Transparenzregister (1)

Neue Pflichten für GmbH- und UG-Geschäftsführer

Im Rahmen der Umsetzung der Vierten EU-Geldwäscherichtlinie in deutsches Recht ist das Geldwäschegesetz grundlegend geändert worden und am 26.6.2017 in Kraft getreten. Eine zentrale Neuerung ist die Einführung eines Transparenzregisters zur Erfassung der Personen, die die wirtschaftlich Berechtigten hinter einer juristischen Person oder einem Trust sind.

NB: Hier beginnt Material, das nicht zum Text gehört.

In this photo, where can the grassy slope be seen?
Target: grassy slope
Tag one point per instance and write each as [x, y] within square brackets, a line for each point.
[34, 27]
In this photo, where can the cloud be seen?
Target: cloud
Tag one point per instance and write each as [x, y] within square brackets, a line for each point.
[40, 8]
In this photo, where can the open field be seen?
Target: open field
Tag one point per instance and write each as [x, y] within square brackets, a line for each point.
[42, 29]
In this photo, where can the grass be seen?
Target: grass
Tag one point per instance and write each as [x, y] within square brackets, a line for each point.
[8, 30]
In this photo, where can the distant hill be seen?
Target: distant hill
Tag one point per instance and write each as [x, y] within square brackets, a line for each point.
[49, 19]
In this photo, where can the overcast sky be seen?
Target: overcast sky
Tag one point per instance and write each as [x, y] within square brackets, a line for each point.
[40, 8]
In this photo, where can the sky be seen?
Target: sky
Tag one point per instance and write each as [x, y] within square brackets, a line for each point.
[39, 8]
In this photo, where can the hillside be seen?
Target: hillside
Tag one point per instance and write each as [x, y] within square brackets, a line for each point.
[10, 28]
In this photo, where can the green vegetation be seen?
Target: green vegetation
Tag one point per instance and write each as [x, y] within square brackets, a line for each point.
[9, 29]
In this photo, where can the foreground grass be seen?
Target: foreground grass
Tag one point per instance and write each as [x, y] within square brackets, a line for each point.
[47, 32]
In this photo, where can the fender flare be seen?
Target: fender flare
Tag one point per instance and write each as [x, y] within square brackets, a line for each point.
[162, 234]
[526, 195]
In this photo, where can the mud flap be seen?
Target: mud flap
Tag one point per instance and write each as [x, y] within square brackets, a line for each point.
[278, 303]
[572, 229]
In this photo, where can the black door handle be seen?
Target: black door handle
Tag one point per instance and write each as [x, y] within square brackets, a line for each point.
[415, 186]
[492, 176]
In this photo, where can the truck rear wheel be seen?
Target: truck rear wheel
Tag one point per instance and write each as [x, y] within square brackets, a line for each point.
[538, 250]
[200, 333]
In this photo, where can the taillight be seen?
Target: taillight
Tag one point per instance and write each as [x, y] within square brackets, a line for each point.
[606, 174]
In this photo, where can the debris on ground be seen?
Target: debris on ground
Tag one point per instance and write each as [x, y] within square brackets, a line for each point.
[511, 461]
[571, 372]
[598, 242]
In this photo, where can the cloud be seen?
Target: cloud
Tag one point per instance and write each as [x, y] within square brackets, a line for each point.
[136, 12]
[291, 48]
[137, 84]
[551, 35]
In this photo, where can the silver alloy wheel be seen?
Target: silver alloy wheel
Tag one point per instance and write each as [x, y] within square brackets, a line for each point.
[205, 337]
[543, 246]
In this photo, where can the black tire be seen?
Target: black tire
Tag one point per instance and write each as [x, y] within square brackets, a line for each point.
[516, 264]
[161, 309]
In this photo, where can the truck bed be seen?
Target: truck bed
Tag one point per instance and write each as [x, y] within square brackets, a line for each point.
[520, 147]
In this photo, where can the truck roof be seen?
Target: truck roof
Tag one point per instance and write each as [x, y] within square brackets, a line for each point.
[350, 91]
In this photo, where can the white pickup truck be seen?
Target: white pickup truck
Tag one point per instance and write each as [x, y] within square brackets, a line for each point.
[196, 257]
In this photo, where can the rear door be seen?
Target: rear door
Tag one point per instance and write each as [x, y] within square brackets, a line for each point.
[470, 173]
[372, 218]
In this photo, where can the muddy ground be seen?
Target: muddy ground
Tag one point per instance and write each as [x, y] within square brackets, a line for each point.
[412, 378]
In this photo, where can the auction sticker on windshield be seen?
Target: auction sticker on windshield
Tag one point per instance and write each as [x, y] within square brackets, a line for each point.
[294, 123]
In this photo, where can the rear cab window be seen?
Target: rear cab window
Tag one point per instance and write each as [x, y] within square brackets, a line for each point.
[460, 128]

Eigentlich wollte der Gesetzgeber nur die Geldwäsche weiter erschweren und der Terrorismusfinanzierung das Wasser abgraben. Zu diesem Zweck sollte ermittelt werden, wer sich mit seinen wirtschaftlichen Interessen hinter einer Kapitalgesellschaft versteckt. Dann aber kam es mit der Einführung des Transparenzregisters zu einem Rundumschlag gegen alle, die sich hinter einer GmbH bzw. einem GmbH-Gesellschafter verbergen und auf diese Weise einen maßgeblichen Einfluss auf die Geschäfte der GmbH ausüben können, z.B. aufgrund einer Treuhandabrede, eines Mehrstimmenrechts oder eines Stimmbindungsvertrags. Betroffen von der Neuregelung sind alle GmbHs und UGs (haftungsbeschränkt). Ihre Geschäftsführer müssen ab sofort die wirtschaftlich Berechtigten unter, hinter oder neben den Gesellschaftern zum Transparenzregister melden.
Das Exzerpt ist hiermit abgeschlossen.